A Meaty Slice of the Bard’s tales
Love story in satin fingers
The Canberra Times – 6 April 2013
By Alanna MacLean
For Richard, Professor of Literature
Richard, self-professed professor of literature, bumbles into the small Street Two space intent on teaching about Shakespeare. Stephane Georis’ Richard is an uncertain expert but very keen to communicate with an amiable audience what he does know about three plays in particular: Hamlet, Romeo and Juliet and Richard III.
This he proceeds to do with the assistance of a small bookcase complete with books that may contain more than pages. Newspapers, hats, eclairs, knives and an old-fashioned mincer all come in to play. At the base of the show is a novel approach to puppetry and anything, even a large piece of meat or a sinister metal coffee pot, can be turned into a character.

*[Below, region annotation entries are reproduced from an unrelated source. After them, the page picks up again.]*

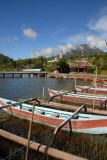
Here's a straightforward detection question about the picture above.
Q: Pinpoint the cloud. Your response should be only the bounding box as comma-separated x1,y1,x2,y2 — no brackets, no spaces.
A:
88,16,107,32
23,28,37,39
31,44,77,58
2,36,18,42
87,35,107,48
86,6,107,49
62,31,87,44
31,48,59,58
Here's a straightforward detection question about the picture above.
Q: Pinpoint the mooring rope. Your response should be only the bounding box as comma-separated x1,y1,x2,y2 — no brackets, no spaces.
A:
2,133,53,160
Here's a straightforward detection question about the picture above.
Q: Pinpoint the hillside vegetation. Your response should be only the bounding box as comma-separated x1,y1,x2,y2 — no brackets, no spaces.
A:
0,52,107,74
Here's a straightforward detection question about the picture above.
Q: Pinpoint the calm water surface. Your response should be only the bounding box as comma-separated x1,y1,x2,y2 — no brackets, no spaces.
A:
0,77,107,160
0,77,91,100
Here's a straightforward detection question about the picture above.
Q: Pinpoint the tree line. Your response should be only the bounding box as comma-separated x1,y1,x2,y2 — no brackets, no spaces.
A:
0,52,107,74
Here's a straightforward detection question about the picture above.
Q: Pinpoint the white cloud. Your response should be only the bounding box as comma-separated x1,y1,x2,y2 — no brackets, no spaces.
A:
88,16,107,32
31,48,59,58
23,28,37,39
58,44,75,54
31,44,76,58
2,36,18,42
87,35,107,48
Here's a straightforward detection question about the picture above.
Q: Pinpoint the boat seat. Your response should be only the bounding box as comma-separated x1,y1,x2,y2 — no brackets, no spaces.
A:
38,111,45,114
52,114,59,117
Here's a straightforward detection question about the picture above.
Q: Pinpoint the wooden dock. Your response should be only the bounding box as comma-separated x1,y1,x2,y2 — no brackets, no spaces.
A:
0,71,47,78
20,99,107,116
0,129,84,160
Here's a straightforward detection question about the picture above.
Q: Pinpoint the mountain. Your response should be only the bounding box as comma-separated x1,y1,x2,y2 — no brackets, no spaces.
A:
63,44,104,58
0,53,12,64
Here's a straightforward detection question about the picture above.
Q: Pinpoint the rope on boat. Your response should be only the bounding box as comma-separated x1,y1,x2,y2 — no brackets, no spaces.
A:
48,89,76,103
45,104,87,154
2,133,53,160
99,98,107,111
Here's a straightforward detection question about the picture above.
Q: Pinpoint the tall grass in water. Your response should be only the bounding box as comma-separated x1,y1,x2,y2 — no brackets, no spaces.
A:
0,116,107,160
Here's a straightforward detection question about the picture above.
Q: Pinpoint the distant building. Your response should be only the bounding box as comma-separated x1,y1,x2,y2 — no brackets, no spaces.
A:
23,68,45,72
59,51,63,59
47,58,58,63
69,62,93,73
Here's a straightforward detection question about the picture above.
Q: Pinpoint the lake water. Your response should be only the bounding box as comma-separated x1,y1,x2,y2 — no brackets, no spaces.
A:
0,76,91,100
0,77,107,160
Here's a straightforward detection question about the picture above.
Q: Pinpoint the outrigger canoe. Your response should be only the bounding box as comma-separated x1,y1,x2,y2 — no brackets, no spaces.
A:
0,98,107,134
92,83,107,89
76,85,107,94
48,89,107,105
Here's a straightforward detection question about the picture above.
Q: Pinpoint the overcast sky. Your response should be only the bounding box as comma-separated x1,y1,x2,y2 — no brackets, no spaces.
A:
0,0,107,59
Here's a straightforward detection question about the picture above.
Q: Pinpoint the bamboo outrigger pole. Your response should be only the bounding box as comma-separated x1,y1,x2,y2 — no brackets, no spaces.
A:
45,104,87,154
43,87,44,102
93,67,97,109
25,101,36,160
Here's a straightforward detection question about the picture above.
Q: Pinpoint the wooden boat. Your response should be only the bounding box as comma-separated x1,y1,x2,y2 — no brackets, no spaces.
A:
92,83,107,88
0,98,107,134
48,89,107,105
76,85,107,94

Stephane Georis plays him genially, gently involving the odd audience member as he describes his way into one play after another. Shakespeare himself is a beret and an enigmatic face made from book pages. Hamlet is a wispy self-destructive newspaper figure who never gets much past “to be or not to be”.
Things blossom with Romeo and Juliet, where feuding fathers and Friar Lawrence are made out of clothes pegs and various items of clothing while the lovers are a pair of scarlet satin gloves. Most of the plot goes out the window but with a bit of cunning overhead lighting the love story and the tomb scene become most affecting.

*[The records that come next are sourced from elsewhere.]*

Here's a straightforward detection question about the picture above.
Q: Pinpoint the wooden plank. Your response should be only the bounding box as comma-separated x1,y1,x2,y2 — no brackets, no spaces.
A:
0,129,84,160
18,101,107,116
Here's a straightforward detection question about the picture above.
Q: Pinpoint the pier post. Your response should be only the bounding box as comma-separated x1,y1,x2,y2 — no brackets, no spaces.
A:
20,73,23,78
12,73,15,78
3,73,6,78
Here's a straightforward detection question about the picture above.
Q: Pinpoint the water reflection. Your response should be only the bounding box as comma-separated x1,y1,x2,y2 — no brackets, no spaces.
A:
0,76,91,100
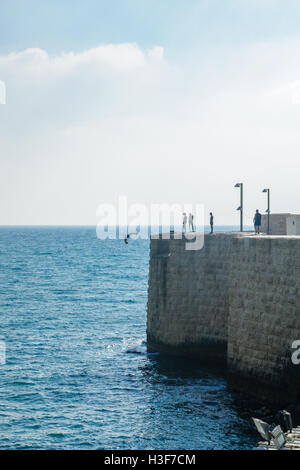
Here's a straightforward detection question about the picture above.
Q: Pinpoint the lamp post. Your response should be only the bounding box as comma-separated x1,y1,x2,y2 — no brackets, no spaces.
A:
263,189,270,235
234,183,243,232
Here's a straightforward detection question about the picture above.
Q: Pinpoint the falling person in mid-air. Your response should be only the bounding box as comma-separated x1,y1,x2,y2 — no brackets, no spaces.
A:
124,232,138,245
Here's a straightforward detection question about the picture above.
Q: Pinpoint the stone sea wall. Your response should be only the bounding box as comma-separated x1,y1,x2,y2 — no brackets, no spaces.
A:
147,233,238,363
147,233,300,402
228,237,300,402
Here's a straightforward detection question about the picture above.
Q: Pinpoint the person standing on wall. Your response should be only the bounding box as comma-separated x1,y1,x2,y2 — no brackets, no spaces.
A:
182,212,187,233
209,212,214,234
253,209,261,235
189,213,195,232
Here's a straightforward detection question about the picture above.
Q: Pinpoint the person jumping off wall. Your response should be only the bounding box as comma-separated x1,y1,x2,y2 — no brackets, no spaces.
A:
209,212,214,234
253,209,261,235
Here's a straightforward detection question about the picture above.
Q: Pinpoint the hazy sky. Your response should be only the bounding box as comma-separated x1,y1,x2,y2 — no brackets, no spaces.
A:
0,0,300,225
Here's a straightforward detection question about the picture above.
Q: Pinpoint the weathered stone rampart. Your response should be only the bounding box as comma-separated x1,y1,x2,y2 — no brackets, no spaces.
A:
147,233,300,402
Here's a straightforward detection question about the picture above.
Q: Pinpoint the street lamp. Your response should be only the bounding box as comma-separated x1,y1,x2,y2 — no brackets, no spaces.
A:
263,189,270,235
234,183,243,232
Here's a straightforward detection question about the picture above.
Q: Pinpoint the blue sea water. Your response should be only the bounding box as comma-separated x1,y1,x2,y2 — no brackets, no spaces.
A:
0,227,258,449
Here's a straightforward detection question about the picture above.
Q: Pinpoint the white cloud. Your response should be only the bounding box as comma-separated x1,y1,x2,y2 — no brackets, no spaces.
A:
0,43,163,79
0,38,300,224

Richard III, a butcher’s shop of a play if ever there was one, gets the meat treatment at the hands of a mad mediaeval butcher with what looks like a mask of steak. The details of the wars between Lancaster and York and the complicated cast list are garbled but this is to be expected when there are so many Edwards, Elizabeths and Richards. What is very clear is the central Richard’s ruthless chase after power as rival after rival ends up chopped up and on the shish kebab.
Georis’ performance teeters just on the right side of cute. His professor has more enthusiasm than knowledge but the imagery of the inventive puppetry carries the show because it so often catches a truth about the plays. It deserves an audience who know their way around the canon and who can chuckle at the play-out music, ironically being The Argincourt Carol; had Henry V not died and left the crown to the infant Henry VI, Shakespear’s Richard III might not ever have existed.
It’s a short and in some ways slight show but any piece that can make us feel sad for the deaths of a couple of red satin gloves deserves attention.